Par Joséphine et Anaïs - Jour 3

En quoi la performance filmique donne une nouvelle investigation du texte ?


Dans l'écriture de Falk Richter, on retrouver deux dimensions importantes reprises dans Nobody : la musique et le cinéma. Ces derniers sont les points de contact entre Falk Richter et Cyril Teste. Il perçoit dans l'écriture de Richter une partition de musique qui est à retranscrire, elle est intuitive. Le fait qu'il soit de la même génération que lui, l'attire. C'est un artiste post-dramatique, quelqu'un de pop, "un auteur glamour". Richter a "une écriture qui séduit", un architecture et un design propres. Cet auteur pratique l'écriture de plateau, il répète avec les acteurs puis reprend le texte. L'écriture est passée en bouche avant d'être publiée. Cela change la donne sur le rythme, c'est vivant. Richter est avant tout un metteur en scène, un traducteur. Il n'a pas peur de plagier et de s'auto-plagier. On comprend mieux alors sa pratique d'écriture du copier-coller. Cyril Teste cite à juste titre Paul Valéry qui disait qu'il n'y avait "rien de plus original, rien de plus soi-même que de se nourrir des autres". C'est justement par Internet qu'il s'est fait connaître en donnant gratuitement ses textes. 

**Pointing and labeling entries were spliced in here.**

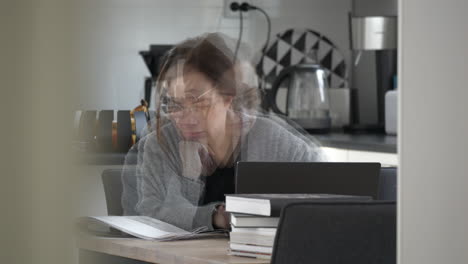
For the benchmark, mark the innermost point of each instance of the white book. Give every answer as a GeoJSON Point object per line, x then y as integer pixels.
{"type": "Point", "coordinates": [272, 204]}
{"type": "Point", "coordinates": [253, 236]}
{"type": "Point", "coordinates": [245, 220]}
{"type": "Point", "coordinates": [144, 227]}
{"type": "Point", "coordinates": [251, 248]}
{"type": "Point", "coordinates": [249, 254]}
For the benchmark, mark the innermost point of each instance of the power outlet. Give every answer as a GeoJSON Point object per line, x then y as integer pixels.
{"type": "Point", "coordinates": [228, 13]}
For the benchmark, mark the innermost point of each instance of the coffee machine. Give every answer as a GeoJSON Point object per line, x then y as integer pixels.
{"type": "Point", "coordinates": [373, 35]}
{"type": "Point", "coordinates": [152, 59]}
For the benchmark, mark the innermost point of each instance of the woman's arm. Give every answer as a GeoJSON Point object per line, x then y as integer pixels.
{"type": "Point", "coordinates": [164, 195]}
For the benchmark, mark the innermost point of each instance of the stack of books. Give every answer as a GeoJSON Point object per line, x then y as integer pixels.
{"type": "Point", "coordinates": [255, 219]}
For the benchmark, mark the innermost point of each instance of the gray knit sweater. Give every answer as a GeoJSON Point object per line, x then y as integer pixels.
{"type": "Point", "coordinates": [163, 191]}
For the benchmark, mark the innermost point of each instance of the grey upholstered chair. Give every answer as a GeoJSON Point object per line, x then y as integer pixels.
{"type": "Point", "coordinates": [336, 233]}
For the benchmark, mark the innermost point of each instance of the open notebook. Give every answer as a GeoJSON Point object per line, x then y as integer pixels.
{"type": "Point", "coordinates": [143, 227]}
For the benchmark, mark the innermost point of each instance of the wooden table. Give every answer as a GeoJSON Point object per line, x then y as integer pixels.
{"type": "Point", "coordinates": [200, 251]}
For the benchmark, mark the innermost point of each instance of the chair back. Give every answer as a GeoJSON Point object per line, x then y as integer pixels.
{"type": "Point", "coordinates": [124, 130]}
{"type": "Point", "coordinates": [387, 184]}
{"type": "Point", "coordinates": [336, 233]}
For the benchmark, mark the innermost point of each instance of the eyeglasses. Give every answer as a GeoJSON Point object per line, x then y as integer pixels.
{"type": "Point", "coordinates": [196, 104]}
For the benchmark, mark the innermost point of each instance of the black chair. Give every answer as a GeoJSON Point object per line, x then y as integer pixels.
{"type": "Point", "coordinates": [124, 131]}
{"type": "Point", "coordinates": [104, 130]}
{"type": "Point", "coordinates": [387, 184]}
{"type": "Point", "coordinates": [87, 126]}
{"type": "Point", "coordinates": [140, 123]}
{"type": "Point", "coordinates": [336, 233]}
{"type": "Point", "coordinates": [113, 181]}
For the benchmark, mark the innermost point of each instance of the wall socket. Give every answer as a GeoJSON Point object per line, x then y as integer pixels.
{"type": "Point", "coordinates": [228, 13]}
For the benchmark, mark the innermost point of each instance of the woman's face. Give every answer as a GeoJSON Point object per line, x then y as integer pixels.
{"type": "Point", "coordinates": [197, 109]}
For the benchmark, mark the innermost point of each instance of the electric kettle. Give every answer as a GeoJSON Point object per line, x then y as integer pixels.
{"type": "Point", "coordinates": [307, 101]}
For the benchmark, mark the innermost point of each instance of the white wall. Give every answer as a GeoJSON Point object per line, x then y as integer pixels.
{"type": "Point", "coordinates": [433, 208]}
{"type": "Point", "coordinates": [109, 34]}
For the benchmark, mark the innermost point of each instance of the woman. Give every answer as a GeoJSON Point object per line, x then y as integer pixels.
{"type": "Point", "coordinates": [207, 120]}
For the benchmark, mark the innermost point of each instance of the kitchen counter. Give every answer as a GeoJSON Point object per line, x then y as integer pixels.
{"type": "Point", "coordinates": [363, 142]}
{"type": "Point", "coordinates": [360, 142]}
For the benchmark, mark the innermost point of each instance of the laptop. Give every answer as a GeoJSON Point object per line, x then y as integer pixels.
{"type": "Point", "coordinates": [308, 177]}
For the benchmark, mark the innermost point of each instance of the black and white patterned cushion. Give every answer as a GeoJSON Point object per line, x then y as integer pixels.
{"type": "Point", "coordinates": [294, 46]}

Les questions de société résonnent pour Richter et Teste. Comment faire un théâtre manifeste, politique aujourd'hui ? Comment on utilise un langage de manière inconsciente ? Il ne faut pas oublier que le théâtre politique appartient au système. Richter a bien conscience de cela. C'est pourquoi il ne montre pas du doigt pour dénoncer puisqu'il en fait partie. Il ne se prend pas pour quelqu'un de plus intelligent car le monde le remplit. Les héros font partie de la foule, ceux qui regardent le monde d'en haut font partie des mêmes problématiques. Les questions des nouveaux modèles de communication se posent, c'est quelqu'un de connecté, il n'en est pas victime. Il a conscience de ce qu'est le GAFA (Google, Amazon, Facebook, Apple) mais les utilise dans son travail. Les outils ne sont pas bien dès lors qu'on les utilise mal. Une critique sur l'inertie que la société nous donne aujourd'hui, est véhiculée. Les personnages ont envie de s'extraire mais ce n'est pas le but premier de Richter, de trouver une porte de sortie, mais il s'agit bien d'observer. Il faut être dedans, poser son sujet et le laisser exister : "plus on observe, plus on agit". Par exemple, Nobody ne cautionne pas le benchmarking qui est une technique de marketing pour s'améliorer en faisant des études et des analyses des meilleures pratiques déjà existantes. Cependant il ne nous invite pas à y participer mais à essayer de comprendre ce fonctionnement. 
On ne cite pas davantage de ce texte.